The thing is, like it or not, pebbledash by its very nature is mucky, coarse and sort of slapdash. I don’t mean all that in the metaphorical, judgemental or even aesthetic sense (though some people do).

I mean it has to be –  literally – a rough mixture of coarse things. To your quicklime (and sometimes cement) you add sand, grit, small gravel, pebbles, seashells even.

Architect and builder-speak alert: strictly speaking “roughcasting” incorporates the stones or shells within the mix, while “pebbledashing” adds them on top, but let’s ignore such niceties here.

This mix is then slapped or dashed (thrown) onto the walls, in a semi-smooth fashion if possible, in order to get that unmistakable stippled effect.

Pebbledash and class

In the end, pebbledash now symbolises the future and past, class and status, the push and pull of market forces on the pages of a property website.

As one wag put it in an online forum:

What other coating could you put on your house that costs €3,000 and will instantly devalue your home by four times that amount?

Half a century ago the pebbledash render and the PVC windows would be the first things to be added in a house renovation project.

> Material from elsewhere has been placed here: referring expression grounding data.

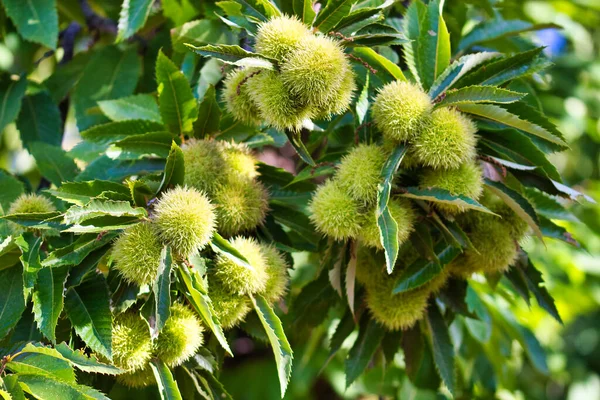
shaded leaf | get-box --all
[55,342,122,375]
[15,232,43,300]
[0,265,26,339]
[17,92,62,150]
[43,232,118,268]
[76,156,165,182]
[345,316,386,388]
[401,186,495,214]
[314,0,355,33]
[33,266,69,342]
[80,120,166,145]
[0,75,27,133]
[426,302,455,395]
[2,0,58,48]
[28,143,79,186]
[436,86,525,108]
[193,85,221,138]
[111,131,174,159]
[186,44,276,70]
[329,310,356,356]
[98,94,162,123]
[152,246,173,337]
[293,0,316,25]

Nowadays they’d be the first to be subtracted.

Check out the “before” and “after” shots of the old council houses being done up in all those home renovation shows and House and Home magazines. The “imaginative” renovation will involve three essential steps:

  1. Gut the interior, make it more open-plan, possibly with an extension out the back
  2. Get rid of that “horrible” exterior too, unpebbledash it, till there’s little left, its history and class origins suitably erased
  3. Clients argue with architect and sack him, it’s now 10k over-budget and Mrs Client is project-managing everything while expecting her first baby half-way through the grand design with no roof over their heads

Meanwhile as part of the research I’ve just been to an exhibition called Beyond Pebbledash at Collins Barracks in Dublin (see pic at the top of the page). There’s more about the show in my other blog about “Moss Reid’s Dublin“.

And you know what? What’s the betting that that bloody line in my novel about pebbledash ends up as a short and sweet “Her house was pebbledashed”?